Rachel zu verlassen wäre nicht so einfach. Und er hatte nicht vor, in Birch Beach zu bleiben. Es war besser, sie - und sich selbst - unberührt zu lassen.
Mit dem gleichen eisernen Willen, der ihn heil aus einer Kriegszone bekommen hatte, drehte er sich zu Timmy um.
“Okay, Partner. Gehen wir einen Drachen aussuchen.”
“Cool!”
Marcus vermied es, Rachel noch einmal anzusehen, während er den Arm um Timmy legte und mit ihm zur Tür ging. Fast hätte er es hinausgeschafft, fast wäre er der Versuchung entkommen, die Rachel war. Fast…

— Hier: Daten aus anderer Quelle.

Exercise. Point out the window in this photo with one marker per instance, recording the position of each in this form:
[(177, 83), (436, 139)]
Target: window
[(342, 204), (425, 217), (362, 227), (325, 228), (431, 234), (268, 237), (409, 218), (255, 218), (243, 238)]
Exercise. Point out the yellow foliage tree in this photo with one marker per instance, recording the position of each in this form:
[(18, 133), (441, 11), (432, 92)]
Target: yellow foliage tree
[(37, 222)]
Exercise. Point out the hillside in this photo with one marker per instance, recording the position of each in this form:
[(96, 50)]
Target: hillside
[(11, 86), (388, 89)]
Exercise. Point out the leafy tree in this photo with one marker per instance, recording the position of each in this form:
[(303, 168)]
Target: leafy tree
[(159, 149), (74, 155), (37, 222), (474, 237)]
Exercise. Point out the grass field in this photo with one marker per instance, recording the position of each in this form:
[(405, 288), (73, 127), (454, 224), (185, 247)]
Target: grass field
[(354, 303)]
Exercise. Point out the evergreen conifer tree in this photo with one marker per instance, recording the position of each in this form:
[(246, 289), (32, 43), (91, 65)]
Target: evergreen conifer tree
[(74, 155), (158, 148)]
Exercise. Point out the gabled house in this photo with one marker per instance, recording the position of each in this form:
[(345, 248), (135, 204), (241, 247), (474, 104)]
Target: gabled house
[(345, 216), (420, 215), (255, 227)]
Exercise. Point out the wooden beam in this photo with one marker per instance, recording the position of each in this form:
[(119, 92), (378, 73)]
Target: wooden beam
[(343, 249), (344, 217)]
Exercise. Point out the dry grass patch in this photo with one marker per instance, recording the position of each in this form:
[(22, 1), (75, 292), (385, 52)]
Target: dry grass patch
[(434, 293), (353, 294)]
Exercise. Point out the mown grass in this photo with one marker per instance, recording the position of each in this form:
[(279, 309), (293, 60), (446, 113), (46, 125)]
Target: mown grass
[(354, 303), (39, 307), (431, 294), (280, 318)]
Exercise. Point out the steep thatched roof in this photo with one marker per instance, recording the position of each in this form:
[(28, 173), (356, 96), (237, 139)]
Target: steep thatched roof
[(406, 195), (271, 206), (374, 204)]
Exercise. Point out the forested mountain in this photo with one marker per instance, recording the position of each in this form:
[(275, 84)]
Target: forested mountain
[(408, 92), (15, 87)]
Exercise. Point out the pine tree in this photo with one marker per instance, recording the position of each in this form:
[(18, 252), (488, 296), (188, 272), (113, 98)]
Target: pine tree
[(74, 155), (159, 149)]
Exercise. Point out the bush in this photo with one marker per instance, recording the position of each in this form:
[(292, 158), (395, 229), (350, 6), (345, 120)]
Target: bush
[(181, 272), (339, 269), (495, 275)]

“He, Marcus?” sagte Timmy plötzlich. “Kann Rachel nicht mitkommen?”
Er hätte Nein sagen sollen. Doch Timmys begeistertes Gesicht hinderte ihn daran. Also hatte er gehofft, dass Rachel ablehnen würde. Aber offenbar konnte auch sie dem freudig aufgeregten Jungen nicht widerstehen. Und deshalb standen sie jetzt zu dritt in Knickerson’s Kramladen, während Agnes Summers mit dem alten Knaben aus dem Lebensmittelgeschäft plauderte.
“Es ist eine Schande”, murmelte
Mr.
Cheevers
kopfschüttelnd. “Ich verstehe sowieso nicht, warum Big Bill zwei seiner Läden so nah beieinander eröffnet.”
Marcus hörte nicht, was Agnes erwiderte, denn genau die Frage beschäftigte ihn auch.
“Rachel?”
Sie drehte sich zu ihm um. “Ja?”
“Wie weit ist Pine Village von hier entfernt?”
“Etwa zehn Meilen. Warum?”
Marcus überlegte. Irgendetwas in dem Gespräch zwischen Agnes und Cheevers hatte seinen Reporterinstinkt geweckt. Er wusste nur nicht, was es war.
“Nur so”, sagte er zu Rachel und verdrängte den störenden Gedanken sofort wieder. “Timmy, du solltest dich beeilen, es wird bald dunkel.”
“Na ja, mir gefällt dieser blaue hier. Er sieht aus wie ein Jet, aber…”
“Aber der rote, der mit dem Feuer speienden Drachen darauf, ist auch nicht schlecht, stimmt’s, Partner?”
Timmy strahlte, und seine Sommersprossen schienen aufzuleuchten. “Genau! Sieh dir den Schwanz an! Gezackt und lang!”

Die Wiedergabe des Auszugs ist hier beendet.